Adalet ve Kalkınma Partisi… Anavatan Partisi, Refah Partisi, Saadet Partisi bunlar siyaset bilimine göre ve yerleşmiş doktrinlere uygun parti isimleri değildir.
Ne denek efendim, Adalet ve Kalkınma partisi? Her parti adaleti ve kalkınmayı sağlamakla mükelleftir. Bunu hangi rejim, hangi ekonomik doktrine göre yapacaktır. Siyasi yelpazenin neresindedir, Parti isminden anlayabilir misiniz?
Oysa Demokrat Parti. Demokrasiyi, hedeflemektedir ki; demokrasi, adaleti de, kalkınmayı da, huzuru da, saadeti de içinde barındırır.

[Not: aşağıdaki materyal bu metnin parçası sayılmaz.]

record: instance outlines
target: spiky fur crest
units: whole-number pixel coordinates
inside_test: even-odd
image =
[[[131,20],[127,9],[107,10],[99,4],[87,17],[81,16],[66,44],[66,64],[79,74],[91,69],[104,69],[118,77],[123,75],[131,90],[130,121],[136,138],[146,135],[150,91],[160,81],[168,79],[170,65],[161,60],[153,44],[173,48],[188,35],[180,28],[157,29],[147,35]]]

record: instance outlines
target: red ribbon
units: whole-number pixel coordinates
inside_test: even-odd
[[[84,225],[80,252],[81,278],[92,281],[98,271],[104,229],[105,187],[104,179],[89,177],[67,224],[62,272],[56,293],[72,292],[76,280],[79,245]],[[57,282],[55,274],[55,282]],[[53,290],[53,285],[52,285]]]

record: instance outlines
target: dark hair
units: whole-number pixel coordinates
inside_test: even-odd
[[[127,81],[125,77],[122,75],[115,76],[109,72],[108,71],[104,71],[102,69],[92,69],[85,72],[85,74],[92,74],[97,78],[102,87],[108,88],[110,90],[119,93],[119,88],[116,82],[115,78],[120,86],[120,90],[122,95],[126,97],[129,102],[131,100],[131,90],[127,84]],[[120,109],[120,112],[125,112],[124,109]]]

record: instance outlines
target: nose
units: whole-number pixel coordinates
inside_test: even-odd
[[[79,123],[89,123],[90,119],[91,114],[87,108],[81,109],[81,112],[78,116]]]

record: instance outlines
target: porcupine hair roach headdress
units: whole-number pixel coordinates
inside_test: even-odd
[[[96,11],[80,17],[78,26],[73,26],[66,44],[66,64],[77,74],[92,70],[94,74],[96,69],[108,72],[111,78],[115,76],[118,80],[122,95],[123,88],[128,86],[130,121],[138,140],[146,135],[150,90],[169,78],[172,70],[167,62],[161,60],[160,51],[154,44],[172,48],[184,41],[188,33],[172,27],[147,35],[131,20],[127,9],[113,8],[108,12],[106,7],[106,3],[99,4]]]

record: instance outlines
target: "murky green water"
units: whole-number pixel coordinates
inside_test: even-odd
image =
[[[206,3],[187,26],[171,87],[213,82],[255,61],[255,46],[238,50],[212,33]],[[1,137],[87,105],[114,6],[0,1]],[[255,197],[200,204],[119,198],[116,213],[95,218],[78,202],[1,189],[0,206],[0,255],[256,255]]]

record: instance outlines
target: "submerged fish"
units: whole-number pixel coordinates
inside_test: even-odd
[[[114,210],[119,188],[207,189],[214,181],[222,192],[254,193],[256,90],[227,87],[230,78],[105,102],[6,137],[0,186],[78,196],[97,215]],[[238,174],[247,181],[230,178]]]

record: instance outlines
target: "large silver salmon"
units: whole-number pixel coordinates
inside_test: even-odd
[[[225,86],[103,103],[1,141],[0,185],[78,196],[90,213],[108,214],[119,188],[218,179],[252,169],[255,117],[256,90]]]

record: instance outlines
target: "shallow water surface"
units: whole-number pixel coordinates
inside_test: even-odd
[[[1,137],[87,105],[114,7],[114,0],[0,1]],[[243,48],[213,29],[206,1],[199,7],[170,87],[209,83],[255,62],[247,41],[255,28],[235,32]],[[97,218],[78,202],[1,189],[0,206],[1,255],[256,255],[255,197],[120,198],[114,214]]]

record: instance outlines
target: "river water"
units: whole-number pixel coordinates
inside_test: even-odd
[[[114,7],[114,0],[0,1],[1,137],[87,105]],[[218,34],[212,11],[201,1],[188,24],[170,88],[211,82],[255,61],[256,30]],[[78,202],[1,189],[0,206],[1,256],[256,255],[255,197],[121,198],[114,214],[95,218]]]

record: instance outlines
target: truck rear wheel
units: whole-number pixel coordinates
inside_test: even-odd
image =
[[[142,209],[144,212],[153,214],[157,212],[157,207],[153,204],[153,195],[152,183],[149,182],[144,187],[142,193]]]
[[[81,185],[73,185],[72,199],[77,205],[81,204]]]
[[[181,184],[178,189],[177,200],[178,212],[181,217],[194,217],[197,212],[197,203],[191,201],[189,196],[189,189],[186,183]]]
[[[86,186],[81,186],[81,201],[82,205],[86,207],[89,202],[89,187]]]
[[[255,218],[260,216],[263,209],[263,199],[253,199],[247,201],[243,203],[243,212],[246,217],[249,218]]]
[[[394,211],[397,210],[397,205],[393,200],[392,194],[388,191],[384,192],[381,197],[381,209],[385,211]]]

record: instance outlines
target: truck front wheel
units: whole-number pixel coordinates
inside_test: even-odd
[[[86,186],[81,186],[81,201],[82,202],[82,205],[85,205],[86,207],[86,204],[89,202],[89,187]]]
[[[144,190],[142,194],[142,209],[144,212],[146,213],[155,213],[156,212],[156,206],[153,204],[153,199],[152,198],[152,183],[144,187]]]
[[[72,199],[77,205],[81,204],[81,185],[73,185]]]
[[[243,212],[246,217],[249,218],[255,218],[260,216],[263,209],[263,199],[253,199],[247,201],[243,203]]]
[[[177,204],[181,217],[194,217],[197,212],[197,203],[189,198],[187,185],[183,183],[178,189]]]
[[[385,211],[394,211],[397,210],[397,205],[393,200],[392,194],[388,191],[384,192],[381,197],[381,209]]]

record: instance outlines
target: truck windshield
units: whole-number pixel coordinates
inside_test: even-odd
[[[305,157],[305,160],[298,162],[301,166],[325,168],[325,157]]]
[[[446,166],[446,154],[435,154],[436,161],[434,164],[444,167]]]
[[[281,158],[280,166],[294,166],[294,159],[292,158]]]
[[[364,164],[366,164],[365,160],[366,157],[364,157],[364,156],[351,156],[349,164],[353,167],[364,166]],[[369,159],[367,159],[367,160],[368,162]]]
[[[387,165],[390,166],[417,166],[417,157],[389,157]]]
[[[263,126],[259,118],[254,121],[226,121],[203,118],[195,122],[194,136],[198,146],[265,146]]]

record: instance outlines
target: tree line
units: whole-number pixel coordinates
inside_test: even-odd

Bu nedenle yeni partiye, siyasi parti adı koymalı, kulağa hoş gelmesi önemli değil, bugün hoş gelen kavram yarın anlamını yitirebilir.
Merkez Demokrat Parti tutarlı, anlamlı, ağırlığı olan bir isim… Başka bir isim de olabilir, ancak siyasi parti ismi olmalı. İsmini okuyan, burada kendisine yer olup olmadığını anlamalı. Demokrasi her devirde, herkesin ihtiyacı. Demokrasinin merkezine konuşlanmışsa, bundan daha güven verici ne olabilir?